The ripples of the Stupak vote are hitting the Senate before they can hit Pelosi. A major reason for Republican and conservative self-congratulation about the amendment is the puzzle it’s created for Sen. Harry Reid (D-Nev.). A semi-reliable vote against abortion rights until he became his party’s Senate leader in 2004, Reid is in the position of crafting language that can appeal to Sen. Ben Nelson (D-Neb.)–who has said he approves of the Stupak amendment–provide cover to Democrats like Sen. Bob Casey (D-Penn.), and avoid losing pro-abortion rights votes like that of Sen. Kirsten Gillibrand (D-N.Y.)
“They’re in a major bind,” said Michael Franc, director of government relations at the Heritage Foundation. “The only way to get out of it is for one of the two Democratic camps to go against something they believe deeply. There has to be intellectual flanking movement, somebody convincing them that the future of party at stake, they can’t let this 100-year achievement flounder over this one thing.”
For anti-abortion rights activists, the muddle is a victory nine months in the making. “If it hadn’t been for National Right to Life working in the trenches since January,” said Douglas Johnson, “this legislation would have passed sooner and by a larger margin. Remember, the president and the speaker and much of the mainstream media had been saying all year long that abortion wasn’t in the bill. If they had been able to pull off this smuggling operation, it would have moved faster and passed sooner.” It happened, said Johnson, because of “the tenacity of pro-life Democrats like Stupak.”

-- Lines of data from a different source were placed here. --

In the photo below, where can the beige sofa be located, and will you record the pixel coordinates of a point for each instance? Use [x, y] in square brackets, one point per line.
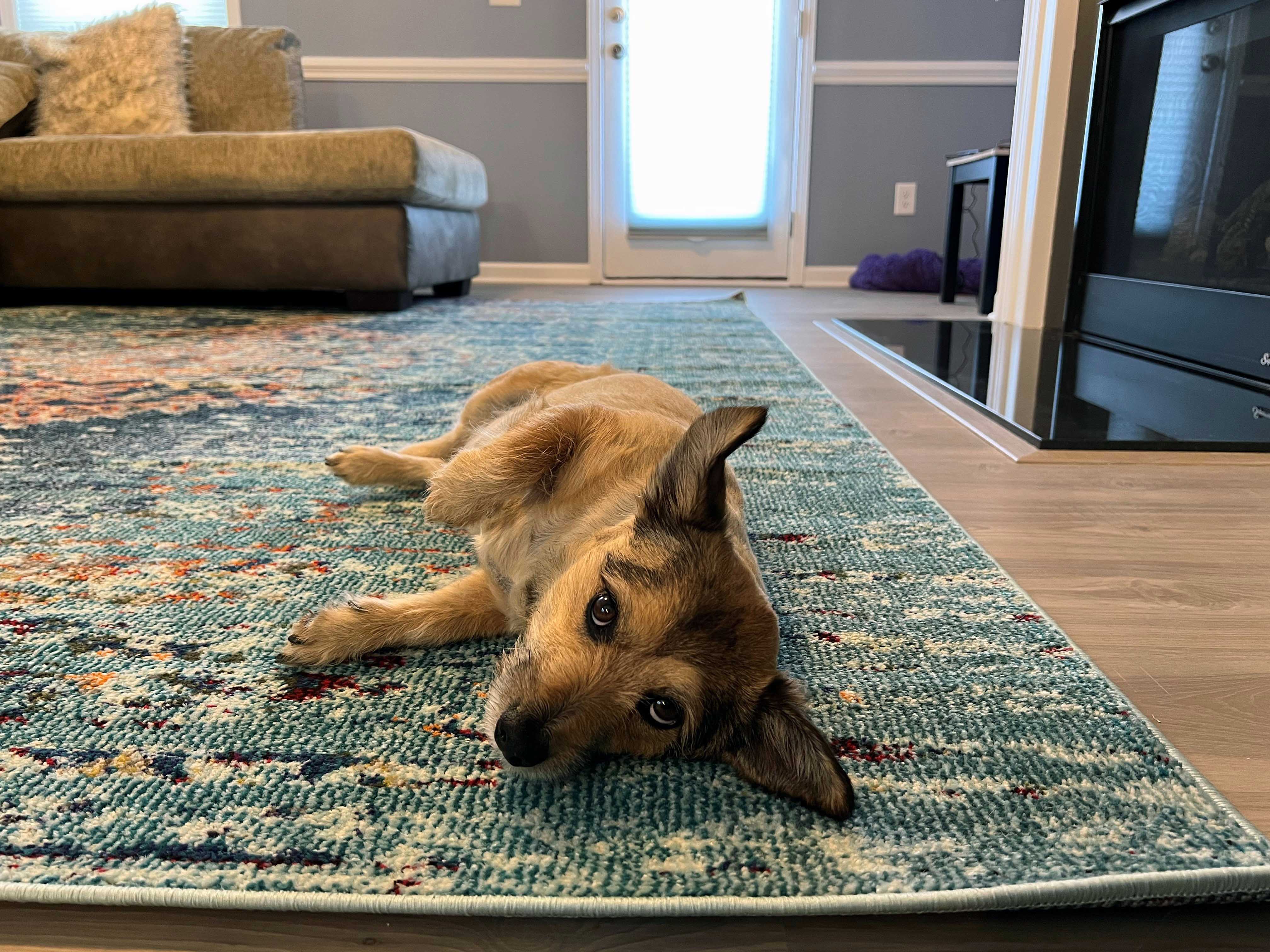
[248, 202]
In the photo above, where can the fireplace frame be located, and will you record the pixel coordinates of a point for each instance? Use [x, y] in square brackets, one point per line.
[1231, 337]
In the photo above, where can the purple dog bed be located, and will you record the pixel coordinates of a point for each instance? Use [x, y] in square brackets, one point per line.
[918, 271]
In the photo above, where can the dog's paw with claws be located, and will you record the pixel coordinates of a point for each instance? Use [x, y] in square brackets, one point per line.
[361, 466]
[338, 632]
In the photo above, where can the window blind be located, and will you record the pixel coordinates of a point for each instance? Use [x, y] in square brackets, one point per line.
[73, 14]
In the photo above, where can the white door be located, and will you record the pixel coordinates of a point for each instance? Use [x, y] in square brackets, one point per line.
[699, 102]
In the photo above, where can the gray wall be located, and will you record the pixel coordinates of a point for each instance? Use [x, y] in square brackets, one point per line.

None of the anti-abortion rights groups that supported an “aye” vote on the Stupak amendment will support the final bill. Dannenfelser and Johnson pointed to so-called “rationing,” that Conservatives fear would empower bureaucrats to deny care to some patients, and the exclusion of conscience provisionsin the health care bill as surefire reasons why “pro-life” activists would be unable to support it. At the same time, they and Republicans suggested that if the health care bill survived with much of the Stupak language intact, it would be a victory unthinkable just a few months ago.
“If the Stupak amendment is in there, I would definitely define it as one of most important life votes in more than a decade,” said Johnson. “You’d have to go back to 1993. Clinton comes in. Everyone thinks the Hyde amendment [former Rep. Henry Hyde's (R-Ill.) legislation that banned federal funds paying for abortions] is gone, and they are absolutely shocked the day we renew Hyde on the floor of the House.”
This article has been updated for clarity.